20 crores; solvency margin; assets and liabilities how to be
valued; Sec. 64V provides the details and valuation of
liabilities (general insurance).
In the case of reserves for unexpired risks for general insurance
business, the following provisions are required to be made in
addition to those listed in the Section: fire and miscellaneous
business 50 per cent; marine cargo business 50 per cent; and
marine hull business 100 per cent of the premium, net of re-
insurances, during the preceding 12 months.
Sufficiency of assets
The new IRDA Act (Sec. 64VA of the Insurance Act) has introduced
detailed provisions regarding the levels of solvency margins to
be maintained by insurance companies. However, on a simple level
the following solvency margins have to be maintained:
Life company: The minimum amount of the value of assets over
liabilities will be a sum of a percentage of mathematical
reserves and a percentage of the sum at risk. The IRDA has to
specify the percentages. The minimum solvency margin shall be Rs.
50 crores.
Non-life company: The required solvency margin shall be the
highest of the following amounts. Twenty per cent of net premium
income; 30 per cent of net incurred claims Rs. 50 crores. No risk
to be assumed unless premium is received in advance.
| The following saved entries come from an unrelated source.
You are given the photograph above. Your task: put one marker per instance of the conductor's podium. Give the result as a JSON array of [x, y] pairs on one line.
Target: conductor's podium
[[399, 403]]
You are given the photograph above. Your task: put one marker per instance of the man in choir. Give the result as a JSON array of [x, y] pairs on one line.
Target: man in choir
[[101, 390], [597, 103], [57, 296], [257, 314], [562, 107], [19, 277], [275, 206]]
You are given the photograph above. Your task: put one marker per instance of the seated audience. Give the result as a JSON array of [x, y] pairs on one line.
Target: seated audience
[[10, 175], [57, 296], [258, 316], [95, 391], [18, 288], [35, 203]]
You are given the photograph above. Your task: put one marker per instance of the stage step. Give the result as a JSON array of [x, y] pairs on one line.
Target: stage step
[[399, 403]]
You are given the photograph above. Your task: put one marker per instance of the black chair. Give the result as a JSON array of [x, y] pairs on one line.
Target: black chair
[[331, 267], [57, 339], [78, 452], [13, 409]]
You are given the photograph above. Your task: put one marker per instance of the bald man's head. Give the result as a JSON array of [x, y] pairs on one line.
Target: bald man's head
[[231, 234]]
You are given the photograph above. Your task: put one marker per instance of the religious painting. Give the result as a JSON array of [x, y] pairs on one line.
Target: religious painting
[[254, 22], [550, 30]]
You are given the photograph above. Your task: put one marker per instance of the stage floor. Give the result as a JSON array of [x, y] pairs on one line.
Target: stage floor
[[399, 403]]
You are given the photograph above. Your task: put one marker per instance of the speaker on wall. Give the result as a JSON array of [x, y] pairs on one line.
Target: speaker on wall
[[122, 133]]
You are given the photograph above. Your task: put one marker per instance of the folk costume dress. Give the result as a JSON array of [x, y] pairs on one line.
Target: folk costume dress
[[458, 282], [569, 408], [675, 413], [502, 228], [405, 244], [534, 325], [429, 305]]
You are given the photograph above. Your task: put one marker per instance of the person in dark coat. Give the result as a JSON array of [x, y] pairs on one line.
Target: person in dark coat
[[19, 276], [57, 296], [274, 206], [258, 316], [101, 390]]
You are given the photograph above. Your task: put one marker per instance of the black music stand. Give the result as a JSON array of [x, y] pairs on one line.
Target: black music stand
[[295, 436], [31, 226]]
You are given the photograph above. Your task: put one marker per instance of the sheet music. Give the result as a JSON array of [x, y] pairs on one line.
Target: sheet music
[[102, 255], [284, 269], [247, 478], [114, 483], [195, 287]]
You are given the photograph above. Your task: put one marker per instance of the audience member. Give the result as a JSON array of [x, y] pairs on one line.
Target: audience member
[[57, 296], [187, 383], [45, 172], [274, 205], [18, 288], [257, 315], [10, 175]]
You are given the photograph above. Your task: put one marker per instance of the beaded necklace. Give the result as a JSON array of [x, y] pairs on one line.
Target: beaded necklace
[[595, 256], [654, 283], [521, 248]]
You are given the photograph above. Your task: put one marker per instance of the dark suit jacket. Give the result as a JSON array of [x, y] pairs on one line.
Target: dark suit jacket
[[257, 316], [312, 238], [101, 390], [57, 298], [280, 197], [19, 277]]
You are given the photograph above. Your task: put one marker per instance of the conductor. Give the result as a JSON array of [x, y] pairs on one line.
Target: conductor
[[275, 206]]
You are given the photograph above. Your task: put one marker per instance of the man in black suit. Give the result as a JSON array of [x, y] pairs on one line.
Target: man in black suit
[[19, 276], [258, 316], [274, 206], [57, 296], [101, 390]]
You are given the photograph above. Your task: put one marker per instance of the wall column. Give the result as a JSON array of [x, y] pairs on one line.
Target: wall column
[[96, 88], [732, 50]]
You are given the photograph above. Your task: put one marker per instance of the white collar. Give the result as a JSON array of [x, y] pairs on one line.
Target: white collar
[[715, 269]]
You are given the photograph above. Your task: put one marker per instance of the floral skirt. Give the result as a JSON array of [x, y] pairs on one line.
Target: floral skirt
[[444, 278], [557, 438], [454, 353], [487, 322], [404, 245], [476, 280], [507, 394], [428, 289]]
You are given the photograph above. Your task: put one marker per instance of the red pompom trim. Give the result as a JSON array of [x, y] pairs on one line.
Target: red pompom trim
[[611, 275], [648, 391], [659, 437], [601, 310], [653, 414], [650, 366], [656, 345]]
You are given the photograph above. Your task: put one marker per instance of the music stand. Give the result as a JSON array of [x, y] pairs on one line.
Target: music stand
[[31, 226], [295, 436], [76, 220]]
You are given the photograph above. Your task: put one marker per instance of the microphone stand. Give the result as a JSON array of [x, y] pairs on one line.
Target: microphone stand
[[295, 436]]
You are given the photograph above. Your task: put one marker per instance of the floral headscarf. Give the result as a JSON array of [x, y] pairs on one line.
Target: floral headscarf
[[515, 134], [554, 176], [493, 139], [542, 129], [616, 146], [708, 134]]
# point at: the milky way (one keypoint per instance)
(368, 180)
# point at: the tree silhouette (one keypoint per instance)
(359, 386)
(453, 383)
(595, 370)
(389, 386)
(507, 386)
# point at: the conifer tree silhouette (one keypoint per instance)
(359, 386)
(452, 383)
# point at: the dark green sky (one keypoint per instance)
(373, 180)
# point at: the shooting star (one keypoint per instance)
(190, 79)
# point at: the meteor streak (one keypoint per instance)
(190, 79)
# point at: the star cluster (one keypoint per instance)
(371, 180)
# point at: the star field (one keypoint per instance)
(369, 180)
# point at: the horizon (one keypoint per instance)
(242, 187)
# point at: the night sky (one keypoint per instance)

Sec. 64VB provides that no risk is to be assumed unless premium
is received in advance. This is welcome to the new players as the
risk of insurance business is reduced considerably on account of
this clause.
Re-insurance with Indian insurers: Sec. 101A provides that every
insurer shall re-insure with Indian re-insurers such percentage
of the sum assured on each policy as may be specified by IRDA.
However, no percentage so specified shall exceed 30 per cent of
the sum assured on such policy.
The IRDA has laid down that the reinsurance programme to be
followed will continue to be guided by the following objectives
to maximise retention within the country; develop adequate
capacity; secure the best possible protection for the reinsurance
costs incurred; and simplify the administration of business.
Guidelines have been laid down regarding the conduct of
reinsurance business in India. Penalty for default in complying
with, or act in contravention of, the Insurance Act Sections 102
to 105 provide the details. For example, the penalty for failure
to maintain solvency margin will be a maximum of Rs. 5 lakhs for
each such failure. A further Sec. 105C has been added which
states that an insurer will have to pay a fine of Rs. 25 lakhs
for violation of the provisions of Sec. 32C (relating to
obligations of insurer in respect of rural or unorganised sector
and backward classes business).
Constitution of consultative committee: Sec. 110G of the
Insurance Act provides that the Central Government shall
constitute a consultative committee consisting of the chairman of
the IRDA (who shall be the chairman of the consultative
committee) and not more than four other members having special
knowledge and experience of the business of insurance.